# Partition formatieren



## holzmensch (5. Januar 2010)

Hallo,

ich kriege eine Festplatte (1 Partition) von mir nicht formatiert, über den Arbeitsplatz wie auch über die Computerverwaltung.
Immer spuckt er mir am Ende raus, dass die Formatierung nicht komplettiert werden konnte. Habe die Partition auch ganz gelöscht
und wieder eine neue erstellt - der Versuch scheiterte wieder an der nachfolgenden Formatierung.

Ich bitte um Hilfe
Danke!


----------



## Jan-Frederik Stieler (5. Januar 2010)

Auch wenns keine wirkliche Hilfe ist. Aber ich würd dann mal die kompletten Daten runterholen und die gesammte Platte platt machen und dannach nochmla die Partitionen neu erstellen.

Ansonsten solltest du dir mal das Programm gparted (http://gparted.sourceforge.net/) zumüte führen.

Gruß


----------



## Psychodelics (5. Januar 2010)

Hört sich nicht gut an. Schon mal ScanDisk durchlaufen lassen?!

Ansonsten gibt es doch noch etliche FreeWare, die einem Festpatten und Partitionen formatieren, wenn Windows versagt:

http://www.oo-software.com/home/de/products/oosafeerase/
http://eraser.heidi.ie/
http://www.dban.org/

 Versuchs doch mal damit. Vielleicht hilft es dir ja weiter.

Gruß, Adnan


----------



## Kai008 (6. Januar 2010)

Kann sein, dass die Platte neu intialisiert werden muss (oder wie das Windows nennt).
Das heißt, du musst nur neu starten.
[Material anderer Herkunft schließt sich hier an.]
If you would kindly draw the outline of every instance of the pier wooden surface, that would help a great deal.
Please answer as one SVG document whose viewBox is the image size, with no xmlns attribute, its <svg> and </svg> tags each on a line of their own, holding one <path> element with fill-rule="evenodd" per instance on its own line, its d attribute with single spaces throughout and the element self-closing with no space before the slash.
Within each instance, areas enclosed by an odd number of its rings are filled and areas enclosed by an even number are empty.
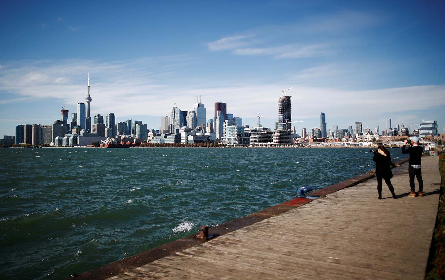
<svg viewBox="0 0 445 280">
<path fill-rule="evenodd" d="M 373 178 L 110 279 L 423 279 L 437 214 L 438 157 L 422 158 L 423 197 L 408 164 L 392 199 Z M 417 190 L 416 181 L 416 191 Z"/>
</svg>

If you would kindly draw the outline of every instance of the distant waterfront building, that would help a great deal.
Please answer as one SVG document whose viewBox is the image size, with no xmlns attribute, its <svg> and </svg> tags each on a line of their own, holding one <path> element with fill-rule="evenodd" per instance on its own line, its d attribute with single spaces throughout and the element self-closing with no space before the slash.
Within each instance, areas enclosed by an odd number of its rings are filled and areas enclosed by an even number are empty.
<svg viewBox="0 0 445 280">
<path fill-rule="evenodd" d="M 14 139 L 15 144 L 21 144 L 25 142 L 25 126 L 23 124 L 19 124 L 16 127 L 16 137 Z"/>
<path fill-rule="evenodd" d="M 388 132 L 392 128 L 391 126 L 391 119 L 386 119 L 386 131 Z"/>
<path fill-rule="evenodd" d="M 93 125 L 93 133 L 97 134 L 99 137 L 105 137 L 105 124 L 94 124 Z"/>
<path fill-rule="evenodd" d="M 326 131 L 326 115 L 324 113 L 320 113 L 320 129 L 321 130 L 322 136 L 328 137 L 328 132 Z"/>
<path fill-rule="evenodd" d="M 97 114 L 94 116 L 94 124 L 103 124 L 104 116 L 101 116 L 100 114 Z"/>
<path fill-rule="evenodd" d="M 174 126 L 175 133 L 176 132 L 178 132 L 179 128 L 182 127 L 186 120 L 184 120 L 184 114 L 182 114 L 181 110 L 177 108 L 175 104 L 175 106 L 172 109 L 171 112 L 170 113 L 170 124 Z"/>
<path fill-rule="evenodd" d="M 138 124 L 136 124 L 136 138 L 145 139 L 148 135 L 147 125 Z"/>
<path fill-rule="evenodd" d="M 197 125 L 195 126 L 200 126 L 202 128 L 205 127 L 206 126 L 206 107 L 204 107 L 204 104 L 201 103 L 200 101 L 197 103 L 195 103 L 193 104 L 193 111 L 195 112 L 195 114 L 196 116 Z M 188 112 L 187 116 L 190 113 L 190 112 Z M 189 127 L 191 127 L 188 124 L 188 120 L 187 124 Z"/>
<path fill-rule="evenodd" d="M 125 135 L 128 132 L 128 128 L 127 127 L 126 122 L 121 121 L 117 123 L 117 134 L 118 135 Z"/>
<path fill-rule="evenodd" d="M 243 118 L 234 117 L 233 121 L 236 122 L 237 125 L 243 125 Z"/>
<path fill-rule="evenodd" d="M 301 139 L 304 139 L 306 138 L 307 136 L 307 135 L 306 134 L 306 128 L 303 128 L 301 129 Z"/>
<path fill-rule="evenodd" d="M 131 125 L 131 134 L 136 134 L 136 124 L 142 124 L 142 120 L 134 120 Z"/>
<path fill-rule="evenodd" d="M 170 124 L 170 117 L 165 116 L 161 118 L 161 128 L 159 130 L 161 134 L 168 133 L 168 125 Z"/>
<path fill-rule="evenodd" d="M 221 112 L 221 113 L 222 114 L 223 119 L 222 121 L 222 123 L 224 122 L 224 121 L 227 120 L 227 103 L 223 103 L 222 102 L 215 102 L 215 116 L 217 116 L 217 113 L 218 111 Z M 217 136 L 217 137 L 218 137 Z"/>
<path fill-rule="evenodd" d="M 356 129 L 357 129 L 357 133 L 358 134 L 361 133 L 363 132 L 363 130 L 362 128 L 362 124 L 361 121 L 356 122 Z"/>
<path fill-rule="evenodd" d="M 335 131 L 335 138 L 343 139 L 344 136 L 344 131 L 343 129 L 337 129 Z"/>
<path fill-rule="evenodd" d="M 64 109 L 63 110 L 61 110 L 60 112 L 62 114 L 61 118 L 60 119 L 62 121 L 64 121 L 67 124 L 68 123 L 68 112 L 69 111 L 66 110 L 66 109 Z"/>
<path fill-rule="evenodd" d="M 105 123 L 105 127 L 110 130 L 109 134 L 106 137 L 110 138 L 114 138 L 117 132 L 116 129 L 116 117 L 114 113 L 107 114 Z"/>
<path fill-rule="evenodd" d="M 127 123 L 127 135 L 131 135 L 133 133 L 131 133 L 131 119 L 129 119 L 125 121 L 125 122 Z"/>
<path fill-rule="evenodd" d="M 86 116 L 85 112 L 85 104 L 83 102 L 77 103 L 77 120 L 76 125 L 83 129 L 86 127 Z"/>
<path fill-rule="evenodd" d="M 187 121 L 186 122 L 187 127 L 191 128 L 192 130 L 194 130 L 198 125 L 198 119 L 196 117 L 196 111 L 192 110 L 187 112 Z"/>
<path fill-rule="evenodd" d="M 402 128 L 400 130 L 400 136 L 409 136 L 409 130 L 406 128 Z"/>
<path fill-rule="evenodd" d="M 422 120 L 419 128 L 420 137 L 426 136 L 438 136 L 437 121 L 437 120 Z"/>
</svg>

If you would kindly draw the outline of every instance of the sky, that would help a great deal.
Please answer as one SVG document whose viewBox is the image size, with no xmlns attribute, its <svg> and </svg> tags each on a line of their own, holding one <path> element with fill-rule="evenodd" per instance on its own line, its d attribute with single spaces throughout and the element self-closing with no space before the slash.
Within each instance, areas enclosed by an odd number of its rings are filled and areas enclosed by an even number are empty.
<svg viewBox="0 0 445 280">
<path fill-rule="evenodd" d="M 239 2 L 239 3 L 237 3 Z M 445 126 L 443 1 L 0 1 L 0 137 L 67 106 L 159 129 L 198 96 L 275 128 Z M 393 125 L 395 126 L 395 125 Z M 412 126 L 412 129 L 418 127 Z"/>
</svg>

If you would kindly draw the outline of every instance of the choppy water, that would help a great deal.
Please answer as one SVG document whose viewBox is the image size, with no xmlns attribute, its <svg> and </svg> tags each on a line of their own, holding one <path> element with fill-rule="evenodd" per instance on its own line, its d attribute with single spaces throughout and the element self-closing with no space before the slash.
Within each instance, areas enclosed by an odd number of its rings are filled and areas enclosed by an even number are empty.
<svg viewBox="0 0 445 280">
<path fill-rule="evenodd" d="M 364 173 L 367 152 L 0 149 L 0 278 L 80 274 Z"/>
</svg>

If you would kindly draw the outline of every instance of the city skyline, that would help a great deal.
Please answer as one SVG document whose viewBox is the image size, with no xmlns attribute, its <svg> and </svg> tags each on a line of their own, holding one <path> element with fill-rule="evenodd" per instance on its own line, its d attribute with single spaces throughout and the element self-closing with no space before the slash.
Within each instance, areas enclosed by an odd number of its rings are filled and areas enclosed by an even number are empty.
<svg viewBox="0 0 445 280">
<path fill-rule="evenodd" d="M 200 96 L 206 120 L 218 102 L 244 124 L 256 124 L 259 113 L 273 128 L 274 104 L 290 87 L 293 120 L 304 121 L 297 131 L 319 127 L 320 112 L 329 128 L 361 121 L 383 129 L 388 119 L 445 124 L 444 3 L 252 3 L 179 2 L 173 11 L 115 3 L 109 14 L 97 14 L 100 2 L 86 11 L 4 2 L 0 135 L 14 135 L 19 124 L 52 124 L 65 105 L 75 112 L 85 101 L 89 72 L 91 116 L 113 112 L 116 123 L 141 120 L 155 129 L 173 104 L 189 111 Z M 243 11 L 252 8 L 260 16 L 247 20 Z M 132 15 L 119 28 L 110 16 L 118 12 Z"/>
</svg>

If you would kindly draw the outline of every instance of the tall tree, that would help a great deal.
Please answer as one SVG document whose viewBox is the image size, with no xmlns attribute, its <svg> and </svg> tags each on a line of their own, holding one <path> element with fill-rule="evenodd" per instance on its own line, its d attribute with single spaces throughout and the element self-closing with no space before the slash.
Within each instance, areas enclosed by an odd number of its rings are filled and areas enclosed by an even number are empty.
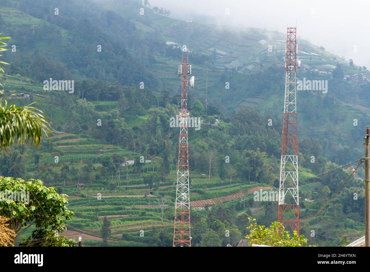
<svg viewBox="0 0 370 272">
<path fill-rule="evenodd" d="M 111 235 L 111 222 L 107 218 L 104 216 L 103 219 L 103 225 L 101 226 L 101 238 L 105 243 L 106 243 Z"/>
</svg>

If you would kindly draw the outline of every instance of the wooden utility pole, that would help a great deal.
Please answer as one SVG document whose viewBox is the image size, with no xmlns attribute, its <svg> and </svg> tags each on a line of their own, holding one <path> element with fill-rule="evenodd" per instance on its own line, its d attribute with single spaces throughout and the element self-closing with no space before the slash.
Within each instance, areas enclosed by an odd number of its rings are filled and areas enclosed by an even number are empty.
<svg viewBox="0 0 370 272">
<path fill-rule="evenodd" d="M 370 246 L 370 128 L 365 138 L 365 246 Z"/>
</svg>

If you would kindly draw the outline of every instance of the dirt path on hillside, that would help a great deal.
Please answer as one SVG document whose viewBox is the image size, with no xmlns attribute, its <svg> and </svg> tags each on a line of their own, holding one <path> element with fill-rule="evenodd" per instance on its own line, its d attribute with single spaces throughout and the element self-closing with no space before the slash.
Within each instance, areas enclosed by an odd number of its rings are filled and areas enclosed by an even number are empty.
<svg viewBox="0 0 370 272">
<path fill-rule="evenodd" d="M 102 241 L 103 239 L 100 237 L 97 237 L 95 236 L 89 235 L 85 233 L 81 233 L 81 232 L 76 231 L 64 231 L 60 235 L 65 235 L 67 236 L 68 238 L 73 239 L 77 241 L 78 241 L 78 237 L 81 236 L 82 238 L 82 241 L 88 239 L 89 240 L 95 240 L 96 241 Z M 113 242 L 114 240 L 109 239 L 108 242 Z"/>
<path fill-rule="evenodd" d="M 249 188 L 248 189 L 248 193 L 253 193 L 255 191 L 259 191 L 260 189 L 262 190 L 270 190 L 273 189 L 272 187 L 262 187 L 261 186 L 256 186 Z M 225 197 L 215 197 L 210 199 L 203 199 L 202 200 L 196 200 L 194 201 L 190 201 L 190 206 L 192 208 L 197 208 L 199 207 L 204 207 L 206 205 L 213 205 L 215 204 L 221 203 L 223 201 L 229 201 L 233 199 L 237 199 L 240 197 L 242 197 L 246 194 L 245 193 L 237 193 L 232 195 L 226 195 Z"/>
<path fill-rule="evenodd" d="M 59 141 L 56 141 L 55 142 L 77 142 L 77 141 L 80 141 L 80 140 L 84 140 L 85 138 L 75 138 L 74 139 L 65 139 L 64 140 L 59 140 Z"/>
</svg>

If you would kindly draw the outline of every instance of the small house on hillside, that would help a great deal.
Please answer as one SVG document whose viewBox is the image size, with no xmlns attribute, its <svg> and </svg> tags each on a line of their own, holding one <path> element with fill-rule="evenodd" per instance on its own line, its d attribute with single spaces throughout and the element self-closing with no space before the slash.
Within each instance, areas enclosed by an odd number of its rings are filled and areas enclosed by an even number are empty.
<svg viewBox="0 0 370 272">
<path fill-rule="evenodd" d="M 249 243 L 248 242 L 248 240 L 240 240 L 239 244 L 238 244 L 237 246 L 249 246 Z"/>
</svg>

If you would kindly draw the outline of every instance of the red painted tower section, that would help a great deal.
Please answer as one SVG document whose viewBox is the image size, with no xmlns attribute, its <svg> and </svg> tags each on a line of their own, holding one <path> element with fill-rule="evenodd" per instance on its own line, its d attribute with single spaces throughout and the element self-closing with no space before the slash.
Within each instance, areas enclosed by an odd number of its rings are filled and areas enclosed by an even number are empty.
<svg viewBox="0 0 370 272">
<path fill-rule="evenodd" d="M 299 234 L 296 70 L 299 68 L 295 27 L 288 27 L 278 220 Z"/>
<path fill-rule="evenodd" d="M 188 145 L 188 85 L 191 73 L 187 57 L 182 57 L 179 66 L 181 77 L 181 107 L 179 113 L 181 121 L 179 144 L 176 202 L 175 205 L 174 246 L 191 246 L 190 204 L 189 200 L 189 153 Z"/>
</svg>

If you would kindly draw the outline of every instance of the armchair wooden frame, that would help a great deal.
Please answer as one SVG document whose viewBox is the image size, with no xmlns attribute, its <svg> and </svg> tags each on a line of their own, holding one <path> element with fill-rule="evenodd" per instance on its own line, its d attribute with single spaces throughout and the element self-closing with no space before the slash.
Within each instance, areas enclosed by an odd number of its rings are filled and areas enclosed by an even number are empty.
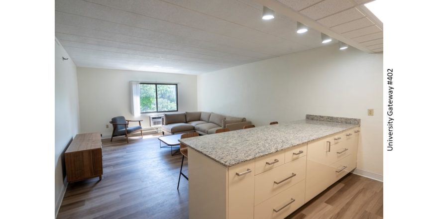
<svg viewBox="0 0 438 219">
<path fill-rule="evenodd" d="M 126 119 L 126 123 L 122 123 L 122 124 L 117 124 L 117 123 L 113 123 L 112 121 L 110 121 L 110 123 L 112 124 L 112 134 L 111 135 L 111 142 L 112 142 L 112 138 L 114 137 L 117 137 L 119 136 L 123 136 L 123 135 L 115 135 L 114 134 L 115 133 L 115 126 L 118 125 L 121 125 L 125 126 L 125 135 L 124 136 L 126 137 L 126 143 L 129 143 L 129 140 L 128 140 L 128 126 L 129 125 L 130 121 L 138 121 L 138 125 L 141 126 L 141 121 L 143 121 L 143 119 L 141 120 L 127 120 Z M 138 131 L 134 131 L 132 133 L 129 133 L 130 135 L 132 135 L 132 134 L 137 132 Z M 142 129 L 140 129 L 140 132 L 141 132 L 141 137 L 143 138 L 143 130 Z"/>
</svg>

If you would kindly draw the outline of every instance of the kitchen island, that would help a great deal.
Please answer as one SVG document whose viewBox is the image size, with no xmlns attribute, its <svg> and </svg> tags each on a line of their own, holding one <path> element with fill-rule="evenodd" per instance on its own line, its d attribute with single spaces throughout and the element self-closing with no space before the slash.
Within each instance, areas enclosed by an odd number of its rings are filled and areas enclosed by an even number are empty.
<svg viewBox="0 0 438 219">
<path fill-rule="evenodd" d="M 180 140 L 189 147 L 190 218 L 284 218 L 355 168 L 359 126 L 307 115 Z"/>
</svg>

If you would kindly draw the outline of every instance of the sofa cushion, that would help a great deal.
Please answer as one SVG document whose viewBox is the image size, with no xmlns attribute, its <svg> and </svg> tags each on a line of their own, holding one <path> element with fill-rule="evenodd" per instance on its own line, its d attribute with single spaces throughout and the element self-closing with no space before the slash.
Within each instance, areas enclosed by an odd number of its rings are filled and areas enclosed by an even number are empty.
<svg viewBox="0 0 438 219">
<path fill-rule="evenodd" d="M 187 123 L 175 123 L 163 125 L 161 129 L 168 132 L 175 133 L 193 130 L 194 127 Z"/>
<path fill-rule="evenodd" d="M 198 125 L 195 126 L 195 129 L 198 131 L 201 131 L 201 132 L 204 132 L 206 134 L 208 134 L 209 130 L 213 128 L 218 128 L 220 127 L 219 125 L 217 125 L 214 123 L 206 123 L 204 124 L 201 124 L 200 125 Z"/>
<path fill-rule="evenodd" d="M 233 123 L 241 122 L 242 119 L 223 119 L 222 120 L 222 127 L 226 128 L 226 125 Z"/>
<path fill-rule="evenodd" d="M 210 113 L 207 112 L 201 112 L 201 120 L 209 122 L 210 118 Z"/>
<path fill-rule="evenodd" d="M 221 128 L 222 128 L 222 127 L 217 127 L 216 128 L 210 128 L 208 130 L 208 134 L 215 134 L 216 133 L 217 130 L 220 129 Z"/>
<path fill-rule="evenodd" d="M 241 117 L 234 117 L 234 116 L 226 116 L 225 118 L 225 119 L 229 120 L 239 120 L 240 119 L 240 121 L 246 121 L 246 118 L 242 118 Z"/>
<path fill-rule="evenodd" d="M 186 115 L 184 112 L 179 113 L 164 113 L 164 124 L 186 122 Z"/>
<path fill-rule="evenodd" d="M 206 123 L 207 122 L 204 121 L 192 121 L 187 122 L 187 124 L 190 124 L 194 126 L 196 126 L 198 125 L 200 125 L 201 124 Z"/>
<path fill-rule="evenodd" d="M 201 120 L 201 112 L 186 112 L 186 122 L 200 120 Z"/>
<path fill-rule="evenodd" d="M 209 119 L 209 122 L 213 122 L 218 125 L 222 125 L 222 120 L 225 119 L 225 116 L 220 114 L 212 112 L 210 114 L 210 119 Z"/>
</svg>

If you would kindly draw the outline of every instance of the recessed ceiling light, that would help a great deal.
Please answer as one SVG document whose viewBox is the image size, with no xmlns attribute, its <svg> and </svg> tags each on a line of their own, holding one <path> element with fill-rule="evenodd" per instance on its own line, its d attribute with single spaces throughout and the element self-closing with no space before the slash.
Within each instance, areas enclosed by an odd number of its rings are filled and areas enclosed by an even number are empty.
<svg viewBox="0 0 438 219">
<path fill-rule="evenodd" d="M 307 26 L 299 22 L 297 22 L 297 32 L 298 33 L 303 33 L 307 32 L 309 29 Z"/>
<path fill-rule="evenodd" d="M 348 45 L 345 43 L 339 41 L 339 49 L 342 50 L 348 48 Z"/>
<path fill-rule="evenodd" d="M 331 42 L 331 37 L 321 33 L 321 42 L 323 43 L 327 43 Z"/>
<path fill-rule="evenodd" d="M 262 19 L 263 20 L 270 20 L 274 19 L 275 11 L 266 6 L 263 6 L 263 14 L 262 16 Z"/>
</svg>

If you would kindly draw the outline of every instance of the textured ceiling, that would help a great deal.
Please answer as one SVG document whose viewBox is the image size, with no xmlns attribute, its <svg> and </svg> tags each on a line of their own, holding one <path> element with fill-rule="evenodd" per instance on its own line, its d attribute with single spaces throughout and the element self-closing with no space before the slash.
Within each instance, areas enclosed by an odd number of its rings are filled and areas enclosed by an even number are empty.
<svg viewBox="0 0 438 219">
<path fill-rule="evenodd" d="M 363 5 L 372 0 L 276 0 L 370 51 L 383 51 L 383 24 Z"/>
<path fill-rule="evenodd" d="M 363 14 L 340 12 L 351 23 L 331 14 L 351 4 L 281 1 L 370 48 L 383 43 L 381 31 L 367 35 L 378 30 Z M 263 20 L 262 9 L 251 0 L 56 0 L 55 35 L 78 66 L 195 74 L 323 46 L 320 32 L 298 34 L 295 20 Z"/>
</svg>

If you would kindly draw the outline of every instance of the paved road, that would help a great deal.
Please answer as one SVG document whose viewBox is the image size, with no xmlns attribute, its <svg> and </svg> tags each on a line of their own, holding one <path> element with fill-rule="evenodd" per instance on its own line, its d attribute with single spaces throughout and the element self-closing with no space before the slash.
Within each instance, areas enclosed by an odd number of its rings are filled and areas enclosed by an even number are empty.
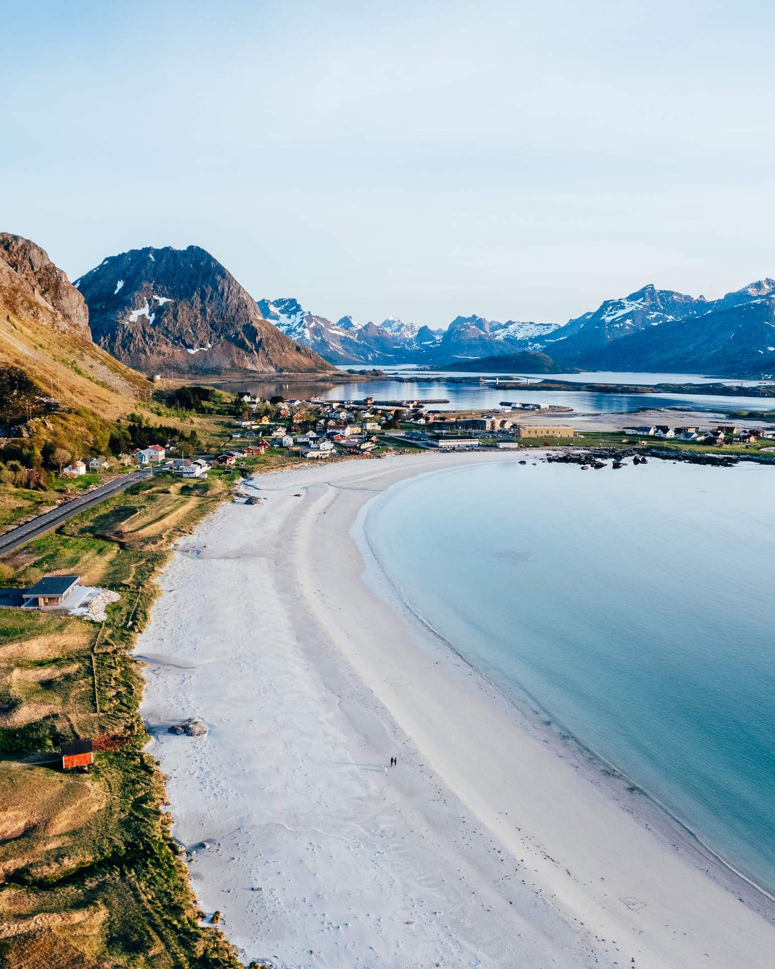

Versuchs mal in der Datenträgerverwaltung, falls dass der Fall ist gibt dir diese die jeweilige Fehlermeldung aus. (Gegen den Arbeitsplatz, der dir nur eine allgemeine ausgibt.)


----------



## holzmensch (6. Januar 2010)

Danke erstmal für die Antworten,

wollte gerade diese externen Programme drüberlaufen lassen, musste aber feststellen,
dass er im BIOS beim Start die SATA-Platte garnicht mehr erkennt. Im Gerätemanager ist auch der RAID Controller
mit einem Fragezeichen (keine Treiber) versehen. Vlt sollte ich ja mal SATA installieren, doch habe keinen
Floppylaufwerk. Kann man das auch irgendwie anderweitig installieren?

Gruß


----------



## Godstyle (6. Januar 2010)

lad dir die treiber aus dem internet runter und installier sie.

lg


----------



## holzmensch (7. Januar 2010)

Habe ich, die Treiber sind aber so aufgebaut, dass sie nur eine Diskette erstellen, um so die SATA Controller zu installieren.
Bin aber Floppylos unterwegs, da muss es doch eine Möglichkeit geben, die SATA Kagge zu installieren, sodass BIOS auch
die Platte erkennt.


----------



## Godstyle (7. Januar 2010)

ich denke wir sprechen von winxp. 

brenn die treiber denoch auf eine cd,
leg die installations cd von win xp ein und starte das installationsprogramm.

Direkt am anfang drücke F6 installation von fremdtreibern.

Danach läuft er bis zum ende des durch und fragt dich dann von wo er die treiber holen soll, wähle nun das laufwerk deines cd-rom aus. 

Er wird nun verlangen das du die agbs bestätigst drücke dazu F8 nun fragt er win reperieren oder installieren.
Wähle installieren.

Anschliesend sucht er bereits installierte windows versionen, wähle deine version aus und klicke nun reperieren.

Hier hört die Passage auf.